Ten great R functions #2

This is a follow-up post to my previous post on great R functions. I use some of these functions a lot while a few of the functions have been very helpful at least once.

11. dplyr::coalesce()

I have been working with data where two columns have the relevant data that needed to be in one column. For example, there might be an outcome for the treatment group and an outcome for the control group in a survey experiment, but each observation only has a value on one of these variables.

To create one variable with all of the information, we can use the coalesce() function. This function will find the first non-missing element across several columns and add that to a variable. In the example below we create a new variable (var3) that is merged from two other variables.

df <- tibble(id = 1:4,
             var1 = c(1, 2, NA, NA),
             var2 = c(NA, NA, 3, 4))

df %>% 
  mutate(var3 = coalesce(var1, var2))

The new variable will have the values 1, 2, 3 and 4.

12. fs::dir_ls()

If you need a character vector with the files in a folder, preferably complying with a specific regular expression, the dir_ls function in the fs package got your covered. The example below will return all *.csv files in your working directory (you can also specify a specific path if it should not be your working directory).

fs::dir_ls(regexp = "\\.csv$")

13. janitor::clean_names()

The clean_names() function does exactly what it promises: clean names. When I get Excel datasets to work with, the first row often have names that are not ideal variable names, including spaces and different signs.

In the example below I create an empty dataset with two variables with the horrible names: Annual sales (USD) and Growth rate (%). Then I use the clean_names() function to get clean names from the data frame. Specifically, the function takes the variable names and edit them into snake_case names.

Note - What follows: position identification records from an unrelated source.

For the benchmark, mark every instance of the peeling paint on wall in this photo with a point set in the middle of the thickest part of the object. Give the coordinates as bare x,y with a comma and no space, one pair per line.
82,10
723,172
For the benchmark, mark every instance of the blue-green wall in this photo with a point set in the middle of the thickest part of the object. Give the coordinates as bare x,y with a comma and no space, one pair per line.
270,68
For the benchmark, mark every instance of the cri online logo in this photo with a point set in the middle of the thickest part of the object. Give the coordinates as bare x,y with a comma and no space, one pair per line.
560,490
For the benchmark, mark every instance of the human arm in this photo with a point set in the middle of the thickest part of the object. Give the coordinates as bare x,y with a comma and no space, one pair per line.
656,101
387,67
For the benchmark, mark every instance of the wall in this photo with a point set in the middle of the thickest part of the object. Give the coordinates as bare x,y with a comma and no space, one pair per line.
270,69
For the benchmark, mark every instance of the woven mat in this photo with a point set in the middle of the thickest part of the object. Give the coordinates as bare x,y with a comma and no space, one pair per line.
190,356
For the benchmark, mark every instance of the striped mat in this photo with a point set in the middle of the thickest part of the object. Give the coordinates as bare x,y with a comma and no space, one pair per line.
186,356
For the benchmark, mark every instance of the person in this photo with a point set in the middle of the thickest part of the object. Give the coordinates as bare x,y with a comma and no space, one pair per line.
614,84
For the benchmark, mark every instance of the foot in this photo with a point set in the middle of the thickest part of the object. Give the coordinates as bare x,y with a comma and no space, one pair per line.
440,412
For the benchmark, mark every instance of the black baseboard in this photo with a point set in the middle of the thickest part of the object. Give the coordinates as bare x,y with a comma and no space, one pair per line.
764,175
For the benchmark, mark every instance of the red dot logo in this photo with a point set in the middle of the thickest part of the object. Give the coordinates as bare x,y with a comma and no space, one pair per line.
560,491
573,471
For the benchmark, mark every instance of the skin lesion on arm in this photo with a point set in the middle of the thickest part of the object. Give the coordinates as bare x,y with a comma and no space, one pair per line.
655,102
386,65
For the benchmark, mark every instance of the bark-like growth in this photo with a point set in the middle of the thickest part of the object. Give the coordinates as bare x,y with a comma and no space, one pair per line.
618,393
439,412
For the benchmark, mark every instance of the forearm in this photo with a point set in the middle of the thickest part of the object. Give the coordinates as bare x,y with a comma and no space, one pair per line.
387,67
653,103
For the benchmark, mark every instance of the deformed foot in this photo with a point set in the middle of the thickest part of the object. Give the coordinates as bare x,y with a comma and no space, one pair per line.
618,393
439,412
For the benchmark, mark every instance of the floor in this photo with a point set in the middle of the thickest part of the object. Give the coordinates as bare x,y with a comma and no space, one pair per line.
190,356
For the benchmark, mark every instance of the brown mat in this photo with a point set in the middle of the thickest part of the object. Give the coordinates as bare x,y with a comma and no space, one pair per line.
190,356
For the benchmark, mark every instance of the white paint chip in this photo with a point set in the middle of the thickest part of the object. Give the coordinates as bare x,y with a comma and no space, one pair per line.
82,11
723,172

df <- data.frame("Annual sales (USD)" = NA,
                 "Growth rate (%)" = NA)

janitor::clean_names(df)

The variable names returned from the function are annual_sales_usd and growth_rate. Much better!

14. dplyr::add_count()

Yet another function that does exactly what it promises. add_count() adds a count of the variable of interest, i.e., the number of values with that specific value. The example below will count how many observations have the specific values on the gear variable in mtcars and add that information to a new variable (gear_n).

mtcars %>% 
  add_count(gear, name = "gear_n")

The function is similar to the count() function but it will not group all observations together on the selected variable. Accordingly, you should only use count() if you want to summarise your data without having to use group_by().

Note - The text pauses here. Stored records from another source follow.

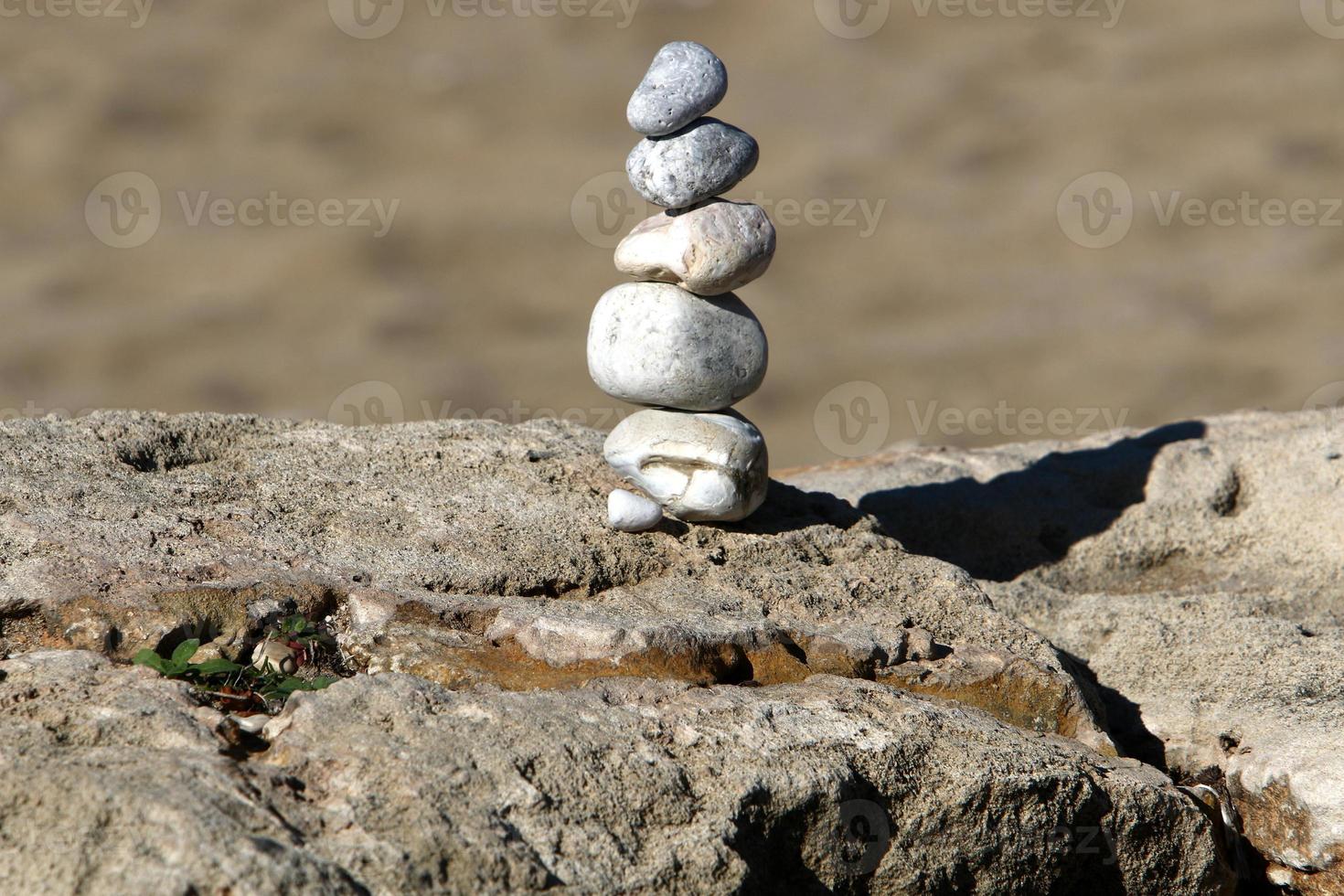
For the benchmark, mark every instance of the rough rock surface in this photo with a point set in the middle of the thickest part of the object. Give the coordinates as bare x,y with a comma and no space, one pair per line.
694,709
114,782
1197,569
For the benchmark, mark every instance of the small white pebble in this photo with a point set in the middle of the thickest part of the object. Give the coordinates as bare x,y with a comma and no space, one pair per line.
631,512
251,724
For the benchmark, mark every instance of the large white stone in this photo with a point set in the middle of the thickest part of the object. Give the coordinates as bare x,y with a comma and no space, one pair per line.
661,346
699,466
711,249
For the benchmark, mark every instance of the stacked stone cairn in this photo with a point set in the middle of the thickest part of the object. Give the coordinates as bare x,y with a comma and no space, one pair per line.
677,340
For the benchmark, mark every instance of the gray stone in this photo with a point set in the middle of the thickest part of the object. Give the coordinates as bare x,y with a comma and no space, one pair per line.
703,160
684,82
709,249
273,656
699,466
661,346
629,512
1197,570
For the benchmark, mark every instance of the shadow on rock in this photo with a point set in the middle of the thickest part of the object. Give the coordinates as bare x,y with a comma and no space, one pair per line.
1124,720
1029,517
788,509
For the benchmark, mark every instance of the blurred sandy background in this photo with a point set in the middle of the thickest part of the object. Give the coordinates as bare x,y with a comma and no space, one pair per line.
968,293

15. performance::check_collinearity()

When you estimate a regression model, you often need to check whether certain assumptions hold or not. The performance package got a lot of relevant functions that makes this easy, such as check_collinearity(). This function easily let you examine the potential multicollinearity in your model.

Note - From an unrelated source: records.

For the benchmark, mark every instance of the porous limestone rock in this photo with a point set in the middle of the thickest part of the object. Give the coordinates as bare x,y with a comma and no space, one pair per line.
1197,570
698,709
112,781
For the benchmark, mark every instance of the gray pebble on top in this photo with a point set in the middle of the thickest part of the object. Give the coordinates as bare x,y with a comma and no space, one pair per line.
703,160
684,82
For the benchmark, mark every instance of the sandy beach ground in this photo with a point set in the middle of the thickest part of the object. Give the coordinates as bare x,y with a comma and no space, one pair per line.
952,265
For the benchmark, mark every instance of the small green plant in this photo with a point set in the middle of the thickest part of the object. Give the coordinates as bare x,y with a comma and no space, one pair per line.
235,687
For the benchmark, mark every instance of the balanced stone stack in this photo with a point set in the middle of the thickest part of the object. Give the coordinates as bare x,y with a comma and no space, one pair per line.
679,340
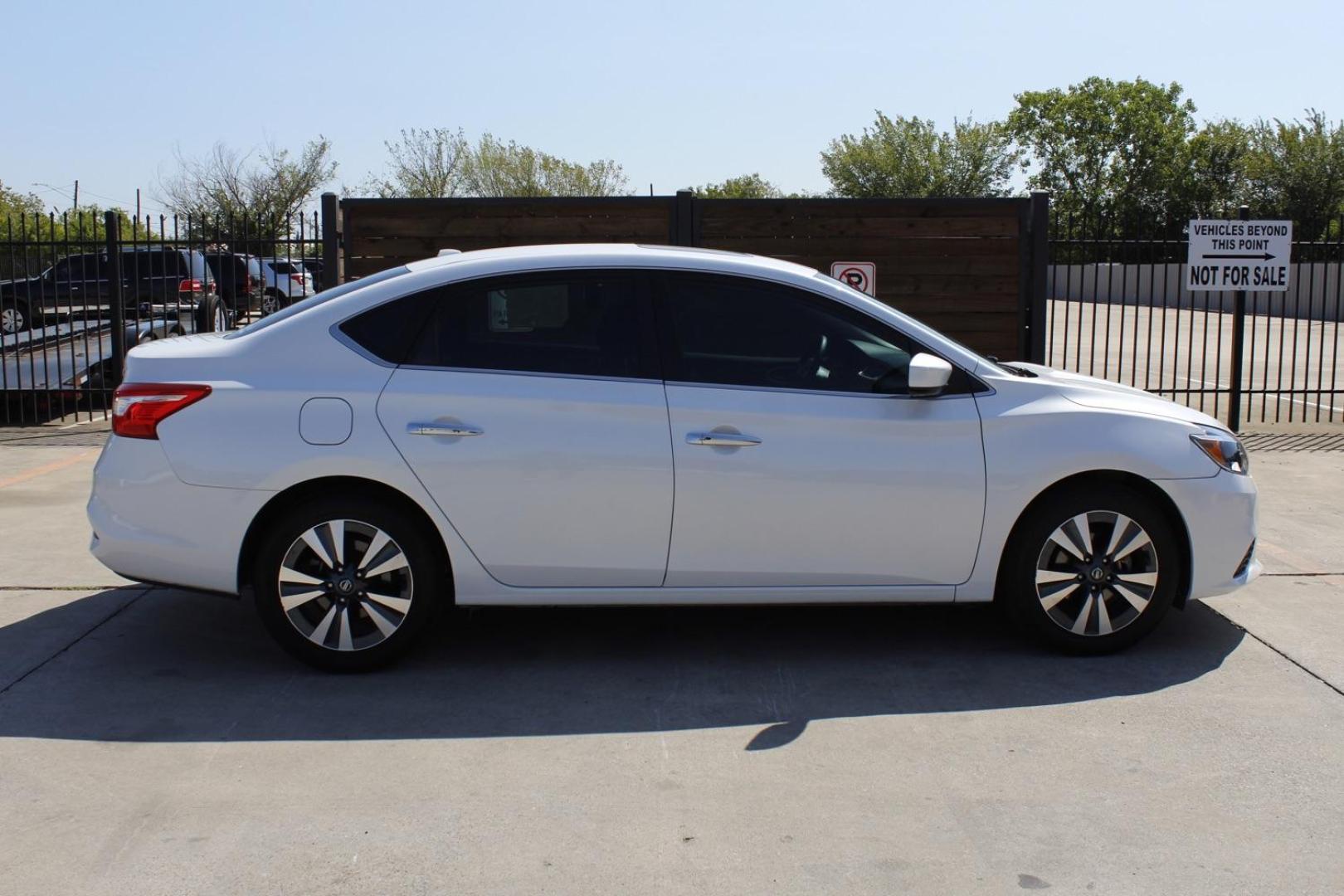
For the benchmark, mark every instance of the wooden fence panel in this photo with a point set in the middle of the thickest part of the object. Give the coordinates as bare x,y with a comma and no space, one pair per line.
955,265
385,232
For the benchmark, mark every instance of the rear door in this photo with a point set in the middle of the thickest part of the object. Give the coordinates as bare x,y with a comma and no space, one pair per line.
531,409
800,457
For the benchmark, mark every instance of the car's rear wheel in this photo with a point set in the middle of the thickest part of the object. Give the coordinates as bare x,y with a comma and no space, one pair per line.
1092,570
347,586
272,303
14,317
212,314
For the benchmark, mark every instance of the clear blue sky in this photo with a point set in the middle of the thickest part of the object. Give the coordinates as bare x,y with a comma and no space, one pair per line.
679,93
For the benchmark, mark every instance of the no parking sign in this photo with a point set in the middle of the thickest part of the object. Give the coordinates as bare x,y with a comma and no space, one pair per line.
862,275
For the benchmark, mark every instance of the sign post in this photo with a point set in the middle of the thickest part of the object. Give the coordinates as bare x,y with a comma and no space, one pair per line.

You can read more about the function and see examples here.

16. dplyr::across()

If you need to apply a function (or functions) across multiple columns, across() is a great function to use. In one of my scripts, I had to create confidence intervals for poll estimates, and I used the function to create new variables with the maximum and minimum estimates.

polls %>% 
  mutate(across(starts_with("party"), 
                ~ .x + 1.96 * sqrt((.x * (100 - .x)) / n), 
                .names = "ci_max_{.col}"),
         across(starts_with("party"), 
                ~ .x - 1.96 * sqrt((.x * (100 - .x)) / n), 
                .names = "ci_min_{.col}")
  )

As you can see, the function takes all variables that starts with “party”, calculates the lower and upper estimates and saves the information in new variables.

17. RVerbalExpressions::rx()

Writing regular expressions can be difficult and involve a lot of frustration. The rx() function let you easily write code that returns the regular expression you want. You can see several good examples on how to use the function here.

18. lubridate::make_date()

make_date() is a great function that easily creates a date variable when you have the information on year, month and day in three separate variables. For example:

df %>% 
  mutate(date = make_date(year, month, day))

19. dplyr::pull()

If you want to extract a single column from a data frame, you can use the pull() function. The example below pulls the gear variable from the data frame and then returns the summary of the variable.

mtcars %>% 
  pull(gear) %>% 
  summary()

Similarly, if you want to extract an element from a list, you can use the pluck() function.

20. scales::show_col()

This was a function I was not familiar with until I saw Andrew Heiss mentioning it on Twitter. It is an amazing function to explore different colour schemes. Do check it out.